Australian leaders refute ‘argument’ to treat crypto as financial products

Australian crypto executives have urged caution about lumping all digital assets in the same boat as financial products, after Australia’s deputy treasurer’s recent comments on the ma

Speaking at the Sydney Morning Herald on January 22, Deputy Treasurer and Minister of Financial Services Stephen Jones commented on the state of crypto regulation in the country.

He confirmed that the government was on track with its “token mapping” exercise this year to determine which crypto assets to regulate, with a consultation process “to begin soon” with the industry, according to an official. crypto exchange.

However, Jones said he’s “not so keen” on bringing in a whole new set of regulations for something he says is essentially a financial product.

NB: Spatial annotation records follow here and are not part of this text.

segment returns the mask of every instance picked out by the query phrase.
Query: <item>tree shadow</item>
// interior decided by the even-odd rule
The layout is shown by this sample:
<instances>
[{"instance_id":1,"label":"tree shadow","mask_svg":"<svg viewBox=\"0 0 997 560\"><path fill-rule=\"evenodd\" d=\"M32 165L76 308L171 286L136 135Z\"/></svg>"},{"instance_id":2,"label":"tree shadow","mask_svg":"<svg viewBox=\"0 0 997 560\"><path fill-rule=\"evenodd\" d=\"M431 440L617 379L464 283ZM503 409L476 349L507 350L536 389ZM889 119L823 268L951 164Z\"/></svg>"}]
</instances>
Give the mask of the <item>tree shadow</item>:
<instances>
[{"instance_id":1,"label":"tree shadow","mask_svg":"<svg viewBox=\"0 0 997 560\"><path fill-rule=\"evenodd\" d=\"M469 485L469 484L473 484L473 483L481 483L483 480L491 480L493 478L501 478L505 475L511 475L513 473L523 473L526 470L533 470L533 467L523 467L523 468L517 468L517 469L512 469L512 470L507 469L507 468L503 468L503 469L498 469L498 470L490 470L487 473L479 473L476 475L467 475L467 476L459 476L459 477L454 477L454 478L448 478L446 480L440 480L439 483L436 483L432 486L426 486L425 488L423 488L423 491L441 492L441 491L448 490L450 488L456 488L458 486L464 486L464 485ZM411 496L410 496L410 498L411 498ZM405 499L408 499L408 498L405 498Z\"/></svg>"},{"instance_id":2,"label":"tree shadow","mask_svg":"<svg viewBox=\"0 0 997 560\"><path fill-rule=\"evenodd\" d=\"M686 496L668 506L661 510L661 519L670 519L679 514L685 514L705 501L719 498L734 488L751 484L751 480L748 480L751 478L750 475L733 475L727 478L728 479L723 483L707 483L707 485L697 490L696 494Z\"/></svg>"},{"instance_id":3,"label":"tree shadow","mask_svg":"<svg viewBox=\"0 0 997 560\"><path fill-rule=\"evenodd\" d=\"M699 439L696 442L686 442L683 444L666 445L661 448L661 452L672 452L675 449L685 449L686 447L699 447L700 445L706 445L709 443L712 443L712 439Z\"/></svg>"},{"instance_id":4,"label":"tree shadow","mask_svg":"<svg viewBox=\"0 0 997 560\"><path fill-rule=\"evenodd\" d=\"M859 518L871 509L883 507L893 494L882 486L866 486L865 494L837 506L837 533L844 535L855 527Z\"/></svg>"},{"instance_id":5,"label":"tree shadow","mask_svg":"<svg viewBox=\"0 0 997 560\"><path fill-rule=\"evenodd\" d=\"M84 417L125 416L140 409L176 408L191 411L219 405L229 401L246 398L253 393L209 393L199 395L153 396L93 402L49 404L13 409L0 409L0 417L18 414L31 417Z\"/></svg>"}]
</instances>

Stephen Jones, MP, Deputy Treasurer and Minister for Financial Services. Source: Australian Labor Party website

“I do not want to prejudge the results of the consultation process that we are about to undertake. But I go on the principle that if he looks like a duck, walks like a duck and sounds like a duck, he should be treated like one,” Jones said.

“Other coins or other tokens are basically used as a store of value for investment and speculation. [There is a] good argument for them to be treated as a financial product.

The Australian Securities and Investments Commission (ASIC) and one of Australia’s “Big 4” banks, Commonwealth Bank would also be in favor of regulating crypto as financial products, according to SMH.

Crypto Officials Warn of a ‘Broad’ Approach

However, crypto market participants have urged caution on a holistic approach to crypto assets.

Speaking to Cointelegraph, blockchain and digital asset lawyer and partner at Piper Alderman, Michael Bacina, warned that “a broad approach to classifying a technology as a financial product without a clear and usable path to licensing and compliance will likely send even more crypto businesses overseas.” and create more risk.

Adam Percy, general counsel for Swyftx, echoed the sentiment in statements to Cointelegraph, saying:

“The trick is to protect consumers without regulating well-run domestic digital asset businesses and forcing people to use offshore exchanges that are subject to less stringent checks and balances.”

Meanwhile, Holger Arians, CEO of on-ramp crypto provider Banxa, has raised concerns that over-regulation could “seriously impact” Australia’s pioneering role in the field. of crypto.

Caroline Bowler, CEO of Australian crypto exchange BTCMarkets, also warned against taking an “overly prescriptive approach” to regulation.

“It could put our digital economy on its back, ultimately stifling our international competitiveness.”

Australian financial regulators have yet to formally articulate their regulatory framework, but in light of November’s collapse of the FTX, Australian politicians and their global counterparts have found there is more urgency to act.

Jones said FTX’s collapse “puts beyond doubt” the need for crypto regulation.

Related: Australia’s new government finally signals its stance on crypto regulation

In September, Australian crypto entrepreneur and investor Fred Schebesta warned that the token mapping rush could be problematic for the industry.

The intricacies of token charting are unclear, and Australia’s “nascent” crypto industry needs “to align with other major markets and their regulations,” he added.

Crypto lobby group Blockchain Australia agreed, saying at the time that if all crypto assets were treated as financial products, it would hurt investment and innovation in the crypto industry, and lead to loss. industry-related jobs.